When it came time to make adjustments in Photoshop after the initial HDR merge with Photomatix, I ended up bending the scene a little to fill the frame and remove some minor obstructions in the lower-right corner. The reason I framed the mountain range like this and cut off the landscape is two-fold;
Firstly, the elements in the foreground were intrusive… Scruffy trees and buildings that didn’t fit with the scene.
Secondly, the entire point of this photo was to sell the mountains as the main subject, while treating the scale of them as a somewhat irrelevant detail… Leaving it up to the viewer to discover that once they have looked into the photo in detail.
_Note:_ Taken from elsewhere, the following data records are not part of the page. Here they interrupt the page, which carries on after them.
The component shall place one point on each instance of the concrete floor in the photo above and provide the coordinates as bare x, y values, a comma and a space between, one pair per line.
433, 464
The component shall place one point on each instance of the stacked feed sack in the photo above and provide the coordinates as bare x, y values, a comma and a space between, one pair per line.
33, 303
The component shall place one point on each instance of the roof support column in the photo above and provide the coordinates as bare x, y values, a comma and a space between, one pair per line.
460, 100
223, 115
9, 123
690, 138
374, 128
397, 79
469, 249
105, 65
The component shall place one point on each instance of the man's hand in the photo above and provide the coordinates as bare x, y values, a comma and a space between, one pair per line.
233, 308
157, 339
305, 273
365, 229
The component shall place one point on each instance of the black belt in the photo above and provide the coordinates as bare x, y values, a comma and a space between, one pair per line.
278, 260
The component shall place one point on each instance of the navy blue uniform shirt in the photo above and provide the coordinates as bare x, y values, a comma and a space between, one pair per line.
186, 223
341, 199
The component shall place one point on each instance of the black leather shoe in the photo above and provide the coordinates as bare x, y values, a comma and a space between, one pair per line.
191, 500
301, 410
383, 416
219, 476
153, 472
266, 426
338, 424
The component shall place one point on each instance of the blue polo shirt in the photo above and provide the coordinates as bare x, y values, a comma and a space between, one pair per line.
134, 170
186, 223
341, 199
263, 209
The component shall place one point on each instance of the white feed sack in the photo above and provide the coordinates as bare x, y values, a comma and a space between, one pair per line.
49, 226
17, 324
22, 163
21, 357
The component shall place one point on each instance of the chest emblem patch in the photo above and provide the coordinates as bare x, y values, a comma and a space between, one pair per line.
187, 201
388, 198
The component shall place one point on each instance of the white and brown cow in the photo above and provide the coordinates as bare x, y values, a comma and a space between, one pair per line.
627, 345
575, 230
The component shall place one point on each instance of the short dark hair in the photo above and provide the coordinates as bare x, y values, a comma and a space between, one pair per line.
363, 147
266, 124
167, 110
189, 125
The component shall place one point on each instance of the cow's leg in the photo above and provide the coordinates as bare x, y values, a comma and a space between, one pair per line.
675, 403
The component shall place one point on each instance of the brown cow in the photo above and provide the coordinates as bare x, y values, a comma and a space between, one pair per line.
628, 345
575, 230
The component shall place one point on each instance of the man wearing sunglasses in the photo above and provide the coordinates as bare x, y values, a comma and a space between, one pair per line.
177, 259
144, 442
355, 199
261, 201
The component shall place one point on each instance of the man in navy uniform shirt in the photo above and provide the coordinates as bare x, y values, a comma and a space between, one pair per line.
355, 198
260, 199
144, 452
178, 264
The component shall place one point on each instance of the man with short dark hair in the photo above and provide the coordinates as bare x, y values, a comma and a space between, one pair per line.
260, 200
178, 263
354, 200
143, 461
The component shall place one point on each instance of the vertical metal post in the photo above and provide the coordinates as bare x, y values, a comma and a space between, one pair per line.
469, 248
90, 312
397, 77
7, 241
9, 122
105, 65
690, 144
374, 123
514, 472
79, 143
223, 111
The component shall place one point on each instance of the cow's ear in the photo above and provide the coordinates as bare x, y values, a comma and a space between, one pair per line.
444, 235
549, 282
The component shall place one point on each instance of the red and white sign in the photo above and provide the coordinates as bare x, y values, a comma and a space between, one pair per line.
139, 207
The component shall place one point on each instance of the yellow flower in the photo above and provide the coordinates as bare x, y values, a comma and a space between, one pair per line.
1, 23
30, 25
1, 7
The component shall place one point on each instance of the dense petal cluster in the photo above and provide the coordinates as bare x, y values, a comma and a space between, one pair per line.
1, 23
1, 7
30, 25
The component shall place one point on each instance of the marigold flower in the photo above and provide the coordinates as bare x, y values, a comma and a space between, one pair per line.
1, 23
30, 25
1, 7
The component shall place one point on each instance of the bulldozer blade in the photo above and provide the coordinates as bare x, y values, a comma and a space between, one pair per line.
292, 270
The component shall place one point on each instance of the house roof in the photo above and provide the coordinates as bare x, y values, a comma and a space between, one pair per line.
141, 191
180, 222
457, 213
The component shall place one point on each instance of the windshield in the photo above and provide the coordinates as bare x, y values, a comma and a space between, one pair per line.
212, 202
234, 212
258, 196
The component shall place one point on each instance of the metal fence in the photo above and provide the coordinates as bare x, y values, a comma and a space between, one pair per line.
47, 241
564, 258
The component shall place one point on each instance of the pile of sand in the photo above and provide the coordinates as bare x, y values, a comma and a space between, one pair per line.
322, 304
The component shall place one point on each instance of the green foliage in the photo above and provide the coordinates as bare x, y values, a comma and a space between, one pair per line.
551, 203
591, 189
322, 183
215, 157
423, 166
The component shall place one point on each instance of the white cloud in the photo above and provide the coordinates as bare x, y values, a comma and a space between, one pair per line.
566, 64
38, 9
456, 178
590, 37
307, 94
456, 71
People often don’t realize that all these photos are available at their original full resolution. That may change at some point if copyright infringement becomes an issue, but for now I’d encourage to take a look at this full size on Flickr to get a feel for how big and intricate these distant peaks are! To give you some idea, this is an 80% crop taken from the middle of the range. The peaks of this beast are jagged and pretty unforgiving… I’m not sure how people gather the courage to climb up or ski down them:
Another topic I’ll touch on quickly is that of detailed editing… I can appreciate those with a busy schedule can’t afford the 5 hours I sometimes spend on post processing. But I can, and a huge part of my workflow is making subtle adjustments at the native resolution or sometimes even further in up to 400%. Chromatic Aberrations, Noise… They have to go. I’m pretty ruthless when it comes to Photoshop, never really happy with a photo until it has gone through several iterations.
Another workflow process I use is making regular ‘snapshots’ of my edited photo, essentially keeping a backup of the shot prior to any major adjustments taking place. Take a look at this layers screenshot from Photoshop below:
Here you can see 5 ‘Combined’ layers — Each representing a solid editing point from start to finish. These give me benchmarks during the process, allowing me to go back and revise what I’ve done and pull elements back in if required. Along side these are other adjustment layers:
- Sharpening over the entire scene
- Noise Reduction on the sky
- Levels to correct the contrast in one area of the frame
- Hue and Saturation targeting blues in the same area
- Pro Contrast adjustment using Color Efex Pro
- Levels targeting the brightness of the clouds
- Tonal Contrast, to give it a little ‘pop’ again using Color Efex Pro
- Vibrance to give a little life to the color in the pink clouds
- And finally, a curves layer to brighten up the dark clouds in the upper left
Notice how in each of these layers I never mask anything in at 100% — With the exception of noise reductio and sharpening, those two require it in most cases. I do my best to be subtle and blend these elements together, while remaining faithful to the original scene. However its a fine balance, aiming to retain details and ambiance while placing emphasis on certain elements to create a stunning result.